Simon Brook talked about Nella Banfi, the heroine of his documentary Indian Summer. He had long been friends with Banfi. One day, she told him she had breast cancer. “She eventually had an operation, but one day she announced she was leaving for India. ‘Are you insane? Aren't European doctors enough?’, I asked her. I feared I would never hear back from her again”, Brook recollected. Nella turned to Ayurveda, an ancient type of medicine, born 5.000 years ago in India, which changed both her life and her ideas. Nella was cured and, upon returning home, she asked her doctor, renowned oncologist Thomas Turz, to join her in an exceptional journey of initiation. The director followed their encounters with doctors, priests and scientists. His protagonists are therefore a patient-believer and a skeptical doctor. “I had misgivings before making the film. I had been to India before, but had never visited an Ayurveda hospital. I had no idea what to expect. I thought they would just do massages, with no ‘serious’ approach of the illness. In the end, I realized I was dealing with real doctors who built on ancient knowledge. The Sanscrit language includes the word ‘arbita’, which describes uncontrollable cell reproduction. They had known about cancer for the past four or five thousand years”, said Mr. Brook. Asked whether he had come to accept the value of alternative medicine after this trip, he said: “This is not alternative, but complementary medicine. They use Western technology in diagnosis, and then propose their own therapy, which is obviously grounded on science”.

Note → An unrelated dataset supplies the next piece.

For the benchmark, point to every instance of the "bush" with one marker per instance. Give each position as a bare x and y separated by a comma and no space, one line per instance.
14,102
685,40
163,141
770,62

Swiss filmmaker Stefan Haupt talked about his own documentary, Sagrada - The Mystery of Creation. He said that he had the idea in 2007, during a visit to a cathedral in Cologne. “It made me think about the incredible things people used to build centuries ago, but not today. Two weeks later, I happened to be in Barcelona, at the unfinished project of the Sagrada Familia. Oddly, the site was not swamped by tourists at the time. So I watched as the workers smoked and listened to their portable radios... I thought this moment was an anachronism, and yet it was happening right in front of my eyes, at a church that has been under construction for the past 130 years”. The filmmaker was asked if what inspired him was the architecture of Gaudi, the magnificence of the place or the fact that the project was still under construction with no completion date in the foreseeable future. “I was interested in Sagrada, not Gaudi. I learned a lot about him, since he is a source of inspiration for current workers. He must have been a remarkable man, easily carried away with enthusiasm, believing in a project to the very end. But what I wanted to explore were the motives of the people that keep working on the project today, and what makes it so fascinating to visitors like me. The film is not about the church itself”. Asked about the people working on the Sagrada Familia, the filmmaker replied: “They know they will remain in obscurity and that the project started before them and will finish after them. But they feel they are working on something that is of far greater importance - and they feel part of it”.

The four films are among the events of the 15th Thessaloniki Documentary Festival financed by the European Union’s Regional Development Fund for Central Macedonia, 2007-2013.